Jerry Quinn jlquinn@optonline.net
Thu Nov 13 03:20:00 GMT 2003


Paolo Carlini writes:
 > Jerry Quinn wrote:
 > 
 > >We *REALLY* don't want to have a widen loop in the middle of
 > >insert_int or insert_float.  That will kiss the performance gains from
 > >caching goodbye.
 > >
 > Unfortunately, due to that item in the standard we *MUST*... I have
 > carried some preliminary tests: the speed of _M_insert_float is not
 > affected, since we are already doing the widen(array) call, which
 > involves a memcopy and we trade that for a series of essentially nop
 > widen(char) (this for plain chars, of course). The performance of
 > _M_insert_int is not really killed, is affected a bit, indeed... some
 > like 10-15% slower wrt the current very fast version...

I agree that a loop must be used instead of an array call.  My point
was that we don't want do be doing widen() at all during _M_insert_int
or float.  At the moment for int, the widen call happens when
numpunct_cache is constructed.

 > ><rant-query> Why does the standard specify this less efficient
 > >approach to widening the output?  It requires N virtual calls instead of
 > >one call.  Ick!  Anyone know if the intent was for the array version
 > >and char version to give the same results?</rant-query>
 > >
 > Perhaps because of what I wrote above? If you have to properly convert
 > all the chars anyway, in the most common case (plain chars no user
 > provided do_widen) many virtual function calls are still faster than
 > memcopy.

Why?  A memcopy is a single call, and many virtual function calls are
going to cost much more by comparison.  The work happening in these
functions is small, which is why it's an issue.  However, the numpunct
cache should amortize the cost to nothing for a real program.

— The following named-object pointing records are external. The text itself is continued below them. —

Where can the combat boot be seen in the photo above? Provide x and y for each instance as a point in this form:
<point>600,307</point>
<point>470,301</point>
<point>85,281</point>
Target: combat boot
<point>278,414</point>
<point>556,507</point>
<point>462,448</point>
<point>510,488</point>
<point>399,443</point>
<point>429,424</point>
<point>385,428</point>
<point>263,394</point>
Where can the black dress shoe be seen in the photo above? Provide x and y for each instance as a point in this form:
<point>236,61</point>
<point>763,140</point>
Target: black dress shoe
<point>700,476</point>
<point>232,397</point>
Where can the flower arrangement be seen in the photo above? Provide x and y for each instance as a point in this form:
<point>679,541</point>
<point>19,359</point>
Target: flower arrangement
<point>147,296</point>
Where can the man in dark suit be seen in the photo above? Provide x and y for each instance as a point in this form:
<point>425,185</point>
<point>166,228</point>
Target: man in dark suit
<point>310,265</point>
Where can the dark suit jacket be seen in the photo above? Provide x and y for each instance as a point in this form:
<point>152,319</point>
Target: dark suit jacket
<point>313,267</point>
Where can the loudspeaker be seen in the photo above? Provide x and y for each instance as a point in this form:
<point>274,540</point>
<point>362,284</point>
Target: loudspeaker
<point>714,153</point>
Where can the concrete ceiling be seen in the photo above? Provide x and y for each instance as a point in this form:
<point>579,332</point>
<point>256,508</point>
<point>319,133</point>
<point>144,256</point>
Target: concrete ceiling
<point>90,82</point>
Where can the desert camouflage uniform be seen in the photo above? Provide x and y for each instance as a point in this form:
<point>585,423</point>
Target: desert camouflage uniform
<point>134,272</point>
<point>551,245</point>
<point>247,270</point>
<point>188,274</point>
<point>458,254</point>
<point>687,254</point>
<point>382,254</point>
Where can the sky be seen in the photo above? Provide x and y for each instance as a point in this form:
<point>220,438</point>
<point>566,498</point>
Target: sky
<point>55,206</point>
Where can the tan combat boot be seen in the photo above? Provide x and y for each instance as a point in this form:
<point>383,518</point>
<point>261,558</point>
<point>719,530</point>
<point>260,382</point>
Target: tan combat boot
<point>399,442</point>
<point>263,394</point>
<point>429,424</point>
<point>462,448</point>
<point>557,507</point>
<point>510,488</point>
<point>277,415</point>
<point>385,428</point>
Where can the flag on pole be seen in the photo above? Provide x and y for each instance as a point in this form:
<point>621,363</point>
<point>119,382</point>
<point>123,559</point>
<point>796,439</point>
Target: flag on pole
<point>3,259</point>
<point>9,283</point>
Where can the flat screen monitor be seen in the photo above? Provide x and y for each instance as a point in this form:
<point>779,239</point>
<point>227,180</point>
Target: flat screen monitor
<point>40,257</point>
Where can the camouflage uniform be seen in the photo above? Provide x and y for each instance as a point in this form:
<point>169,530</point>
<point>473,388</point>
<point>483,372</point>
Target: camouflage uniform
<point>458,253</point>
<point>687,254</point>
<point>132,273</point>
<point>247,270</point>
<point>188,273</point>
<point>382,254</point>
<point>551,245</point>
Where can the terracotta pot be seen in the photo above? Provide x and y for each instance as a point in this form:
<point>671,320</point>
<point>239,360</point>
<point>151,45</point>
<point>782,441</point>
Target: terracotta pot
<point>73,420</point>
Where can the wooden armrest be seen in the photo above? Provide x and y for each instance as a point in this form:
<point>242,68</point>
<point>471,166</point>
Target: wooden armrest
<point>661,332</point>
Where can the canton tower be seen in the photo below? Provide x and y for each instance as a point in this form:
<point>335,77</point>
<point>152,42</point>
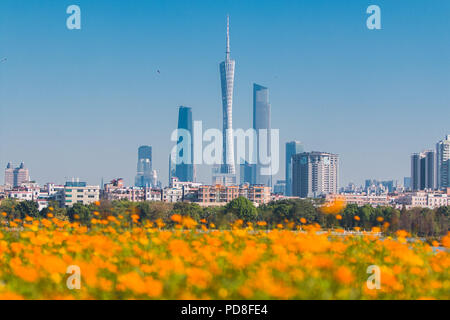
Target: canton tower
<point>227,81</point>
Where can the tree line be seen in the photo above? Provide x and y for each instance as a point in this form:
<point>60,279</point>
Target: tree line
<point>418,221</point>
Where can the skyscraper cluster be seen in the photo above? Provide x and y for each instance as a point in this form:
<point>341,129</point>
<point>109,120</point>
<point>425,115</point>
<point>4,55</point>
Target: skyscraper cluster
<point>430,169</point>
<point>292,148</point>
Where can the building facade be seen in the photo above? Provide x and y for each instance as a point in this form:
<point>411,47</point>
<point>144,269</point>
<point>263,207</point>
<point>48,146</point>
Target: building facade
<point>80,192</point>
<point>443,163</point>
<point>14,177</point>
<point>184,167</point>
<point>261,121</point>
<point>144,167</point>
<point>292,148</point>
<point>227,68</point>
<point>423,170</point>
<point>219,194</point>
<point>314,174</point>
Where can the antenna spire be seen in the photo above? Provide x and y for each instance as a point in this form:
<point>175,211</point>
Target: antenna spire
<point>228,37</point>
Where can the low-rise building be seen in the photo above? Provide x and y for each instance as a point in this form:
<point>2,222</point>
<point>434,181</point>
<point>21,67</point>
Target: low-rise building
<point>431,200</point>
<point>362,199</point>
<point>258,194</point>
<point>80,192</point>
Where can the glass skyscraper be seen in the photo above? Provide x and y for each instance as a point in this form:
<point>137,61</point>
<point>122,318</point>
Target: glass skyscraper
<point>184,169</point>
<point>292,148</point>
<point>443,163</point>
<point>144,167</point>
<point>261,121</point>
<point>227,83</point>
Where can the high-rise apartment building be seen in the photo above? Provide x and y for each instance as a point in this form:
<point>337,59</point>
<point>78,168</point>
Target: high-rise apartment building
<point>423,170</point>
<point>314,174</point>
<point>14,177</point>
<point>261,125</point>
<point>184,168</point>
<point>246,173</point>
<point>144,167</point>
<point>443,163</point>
<point>80,192</point>
<point>227,84</point>
<point>292,148</point>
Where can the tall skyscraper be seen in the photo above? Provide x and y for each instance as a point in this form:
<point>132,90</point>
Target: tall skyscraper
<point>14,177</point>
<point>246,173</point>
<point>227,83</point>
<point>184,169</point>
<point>292,148</point>
<point>144,167</point>
<point>443,163</point>
<point>261,121</point>
<point>9,175</point>
<point>171,168</point>
<point>423,170</point>
<point>314,174</point>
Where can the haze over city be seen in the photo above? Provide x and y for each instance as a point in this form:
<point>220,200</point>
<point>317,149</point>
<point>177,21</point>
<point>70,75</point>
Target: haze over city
<point>79,103</point>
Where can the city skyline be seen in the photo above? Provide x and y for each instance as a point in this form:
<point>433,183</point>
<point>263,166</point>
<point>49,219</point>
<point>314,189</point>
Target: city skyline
<point>385,148</point>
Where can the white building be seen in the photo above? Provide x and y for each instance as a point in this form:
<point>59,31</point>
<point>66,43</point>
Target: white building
<point>431,200</point>
<point>443,163</point>
<point>79,192</point>
<point>314,174</point>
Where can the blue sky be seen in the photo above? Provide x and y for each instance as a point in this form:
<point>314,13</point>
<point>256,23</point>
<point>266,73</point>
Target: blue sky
<point>78,103</point>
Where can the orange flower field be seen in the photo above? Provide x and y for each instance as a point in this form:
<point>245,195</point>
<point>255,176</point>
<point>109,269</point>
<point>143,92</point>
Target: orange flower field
<point>122,258</point>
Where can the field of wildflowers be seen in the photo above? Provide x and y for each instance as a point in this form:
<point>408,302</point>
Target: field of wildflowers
<point>125,258</point>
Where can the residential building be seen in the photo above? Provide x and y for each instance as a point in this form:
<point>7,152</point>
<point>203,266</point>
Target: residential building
<point>80,192</point>
<point>258,194</point>
<point>443,163</point>
<point>184,167</point>
<point>292,148</point>
<point>280,187</point>
<point>227,68</point>
<point>423,170</point>
<point>314,174</point>
<point>144,167</point>
<point>14,177</point>
<point>261,125</point>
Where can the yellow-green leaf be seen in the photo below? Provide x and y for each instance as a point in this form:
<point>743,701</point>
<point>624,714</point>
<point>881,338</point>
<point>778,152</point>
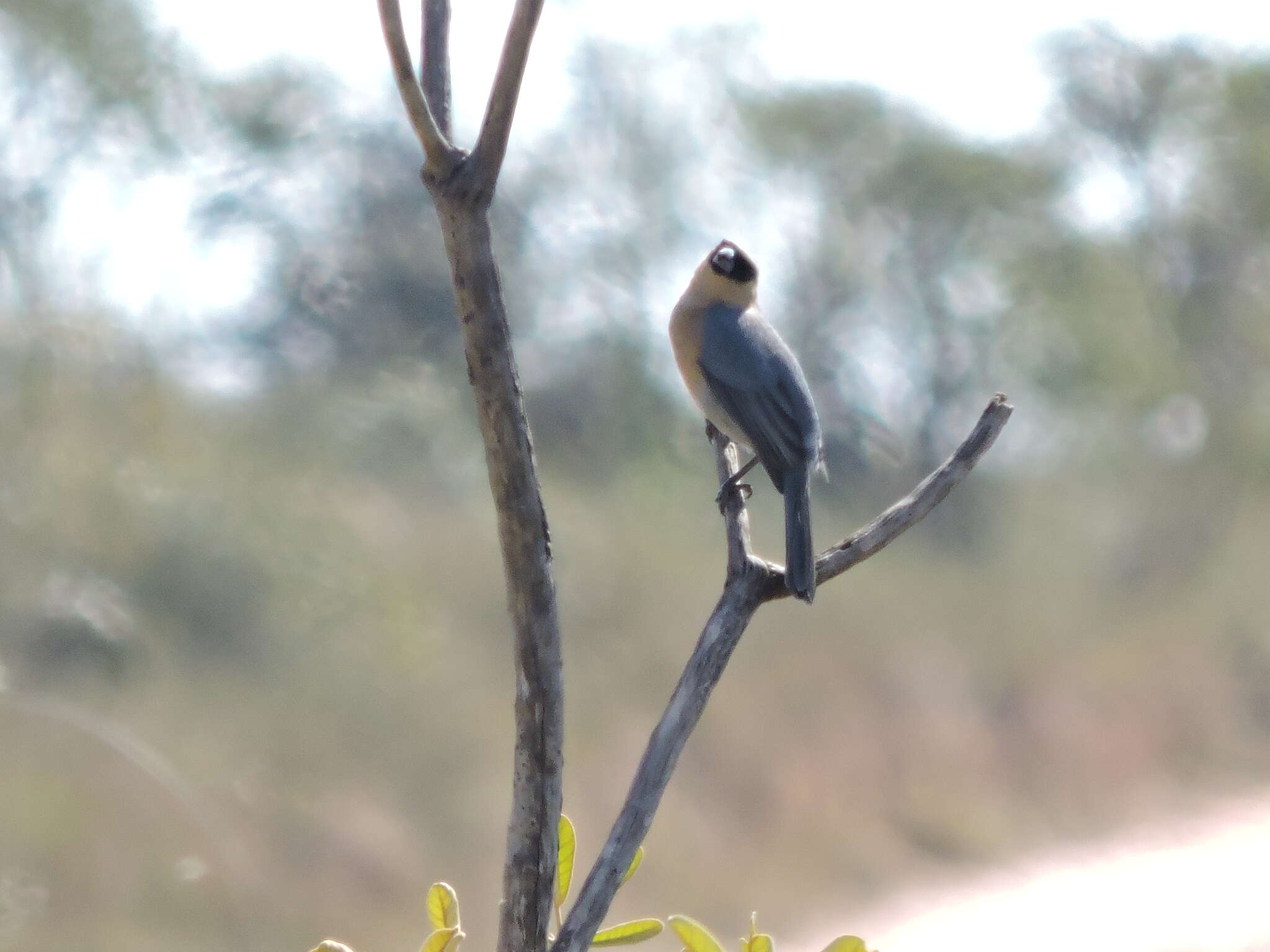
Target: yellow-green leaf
<point>442,906</point>
<point>695,936</point>
<point>628,933</point>
<point>437,941</point>
<point>564,860</point>
<point>848,943</point>
<point>634,866</point>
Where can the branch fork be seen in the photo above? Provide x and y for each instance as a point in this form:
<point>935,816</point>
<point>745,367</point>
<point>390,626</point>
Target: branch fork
<point>463,187</point>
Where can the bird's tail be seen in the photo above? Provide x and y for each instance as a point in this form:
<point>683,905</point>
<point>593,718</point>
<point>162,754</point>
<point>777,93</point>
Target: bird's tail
<point>799,552</point>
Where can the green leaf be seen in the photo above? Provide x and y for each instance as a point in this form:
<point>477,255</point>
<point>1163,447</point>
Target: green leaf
<point>628,933</point>
<point>757,941</point>
<point>634,866</point>
<point>695,936</point>
<point>564,860</point>
<point>848,943</point>
<point>442,906</point>
<point>438,940</point>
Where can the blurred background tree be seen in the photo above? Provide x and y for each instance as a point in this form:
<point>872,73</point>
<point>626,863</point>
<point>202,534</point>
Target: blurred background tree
<point>247,546</point>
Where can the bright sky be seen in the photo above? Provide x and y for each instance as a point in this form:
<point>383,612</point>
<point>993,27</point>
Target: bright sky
<point>973,64</point>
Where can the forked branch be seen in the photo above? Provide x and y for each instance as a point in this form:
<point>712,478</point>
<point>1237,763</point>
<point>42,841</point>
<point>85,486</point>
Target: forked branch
<point>751,583</point>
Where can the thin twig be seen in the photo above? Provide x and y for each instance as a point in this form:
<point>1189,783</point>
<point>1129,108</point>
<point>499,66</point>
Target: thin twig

 > >Second, and probably more important, the cache doesn't get rebuilt
 > >when the new locale is created.  The numpunct<char> cache is created
 > >for the C locale.  When the new locale is created, the numpunct<char>
 > >cache from the C locale is referenced, rather than constructing a new
 > >one using the new ctype<char>.
 > >
 > Here, I lost you... I hope to return to this later today: in _M_insert_float
 > we already have the machinery, only we have to call widen(char) instead
 > of widen(array). Do you mean we have a latent bug unrelated to my PR of
 > yesterday? Which cache? It seems to me that we don't use a cache at all
 > for widen?!?!

__numpunct_cache is used to pay the cost of widening the appropriate
characters once when _M_insert_int executes.  When it is created, it
widens the characters that will be used to render integer numbers.
Future calls to _M_insert_int use the prewidened array.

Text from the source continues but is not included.